Plants are a known source of medications for the vast majority of the world's population for thousands of years [1]. The use of natural products as a sickness relief is traced back to early civilization of China, India, and the Near East [2,3]. The traditional medicines are used by more than 80% of the world's population for primary health care. The natural products medical value is due to the presence of chemical compounds that have a specific pharmacological effect on the human body. Flavonoids, tannins, alkaloids, and phenolic compounds are the most important bioactive chemicals [4]. Linking folkloric uses of natural products to the modern research operations provides a novel technique that significantly increases the rate of drug discovery and development [5].

Asteraceae species involve many phytochemical components such as phytosterol, essential oils, lignans, saponins, polyphenolic compounds, phenolic acids, sterols, and polysaccharides, that have medicinal effects [6]. Lactuca seriolla is a wild plant that belong to Asteraceae family [7]. Lactuca seriolla Linn, a member of the Astereceae family, is a type of traditional medicine plants. Prickly lettuce, wild lettuce, Jagged lettuce, Kahu, and Khas are common names used in Iraq, Lactuca serriola grows in dry conditions in the northern hemisphere and has a milky sap that oozes freely from wounds. When this comes into touch with air, it hardens and dries. The sap contains "Lactucarium," which has antispasmodic, digestive, diuretic, hypnotic, tranquilizer, and sedative properties [8]. The efficacy of either crude extracts rich in phenolic compounds or fractions comprising a variety of phenolic compounds to suppress malignancies in vitro and in vivo has been investigated in numerous research. For instance, it has been reported that the herbal plant Pandanus amaryllifolius, which is native to Malaysia, contains extracts of gallic, cinnamic, and ferulic acids, inhibits breast cancer cell lines in vitro [9].

Materials and Methods

Collection of plant materials

The Lactuca serriola plant materials (aerial part) were gathered at AL-Diwaniyah city, 180 km South of Baghdad, between September and November 2021. The plant was identified, validated, and authenticated at the department of biology, college of science, university of Baghdad. The plant was cleaned, allowed to dry in the shade at room temperature, and then ground up using an electrical miller, and weighed [10].

Extraction (Soxhlet)

A thimble was used to package the 100 g of dried plant material (Aerial portion). A round flask containing one liter of 85% ethanol was then filled, and the thimble was then placed in a Soxhlet extractor. The sample was extracted completely to exhaustion for 22 hours. The alcoholic extract was evaporated under decreased pressure, condensed to roughly 13 g, and then combined with 250 ml of distilled water to create a crude fraction [11].

Fractionation of extract

The crude fraction (13 g) was partitioned with solvents such as hexane, chloroform, ethyl acetate and n-butanol (3 × 100 ml) for each fraction. The first three fractions dried over anhydrous sodium sulfate with except nbutanol fraction. The dried fractions were weighted and assigned for further analysis [12].

HPLC fractionation

HPLC fractionation of hexane fraction (F1): The hexane fraction components were separated utilizing HPLC system of Knauer Germany. The active components were compared to standard materials through UV/Vis absorption analysis. The retention time for the sample and standard were identified. The integrated peak area was used to assess the sample quantity, and the calibration curve content was derived by plotting the sample peak area against the concentration of the appropriate standard sample. The C18 HPLC column (250 × 4.6) 5 m particles from the USA's water corporation was used to achieve the separation.

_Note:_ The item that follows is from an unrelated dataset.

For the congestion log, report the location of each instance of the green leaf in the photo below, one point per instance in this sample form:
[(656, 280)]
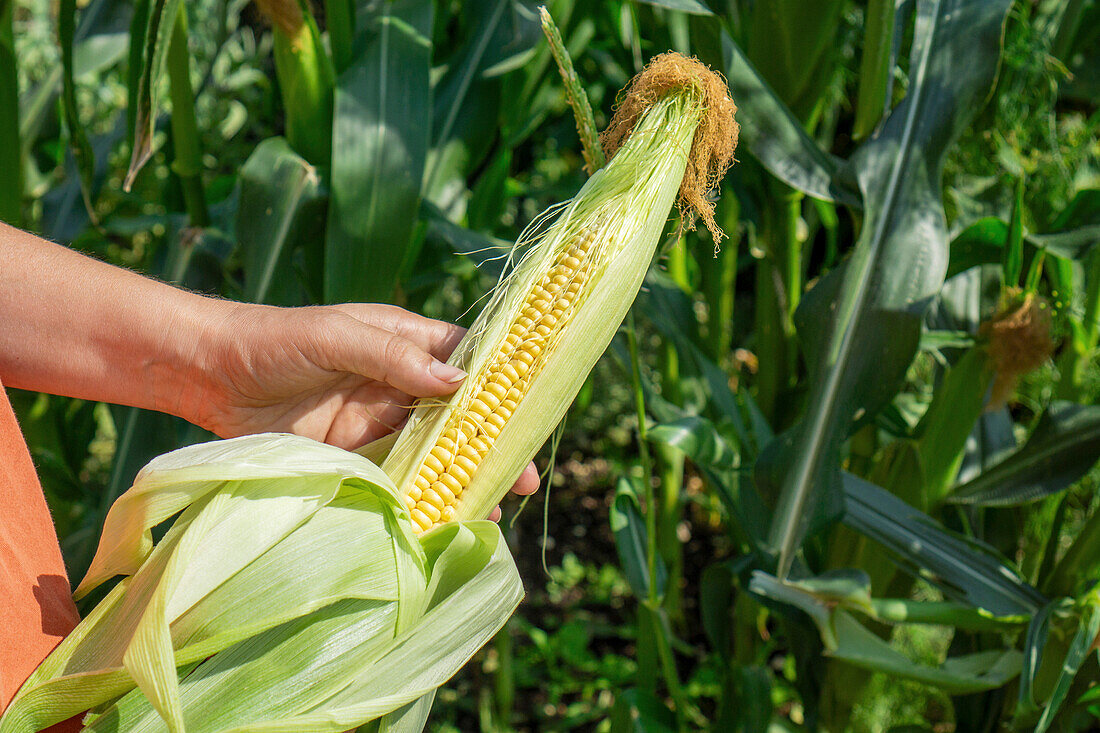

The mobile phase used for phytosterol detection was MeOH and acetonitrile of 30:70, and the solvent system gradient was gradually increased to 0:100 and the elution sustained for 10 minutes, followed by 30:70 for 15 minutes in a flow rate of 1 ml/min. The wavelength of 210 nm was used for UV detection [13].

HPLC fractionation of phenolic compound for chloroform F2, ethyl acetate F3, and n-butanol fraction F4

• Mobile phase gradient: The mobile phase contains 1% aq. acetic acid solution (solvent A) and acetonitrile (solvent B) a gradient elution was performed by varying the proportion of solvent B to solvent A. The gradient elution was changed from 10% to 40% B in a linear fashion for duration of 28 min, from 40 to 60% B in 39 min, from 60 to 90% B in 50 min. The mobile phase composition back to initial condition (solvent B: solvent A: 10: 90) in 55 min and allowed to run for another 10 min, before the injection of another sample.
• Column: Knauer/Germany LC C18 (250 mm × 4.6 mm, 5 μm particle size).
• Samples: F2, F3, F4
• Standards: Caffiec acid, rutin, quecetin, lactucin, quercetin, quercitrin, chlorogenic acid and catechine by using four concentrations (10, 20, 30, 40 μg/ml) for each one.
• Flow rate: 0.7 ml/min
• Injection volume: 20 μL
• Injection concentration: 1 mg/ml
• Detection: HPLC chromatograms were detected using a photo diode array UV detector at three different wavelengths (272, 280 and 310 nm). The detection of each compound was performed by matching retention time and absorbance spectrum of the standards the concentration was calculated by serial concentrations of external standard materials to build calibration curve between concentration and its equivalent peak area [14].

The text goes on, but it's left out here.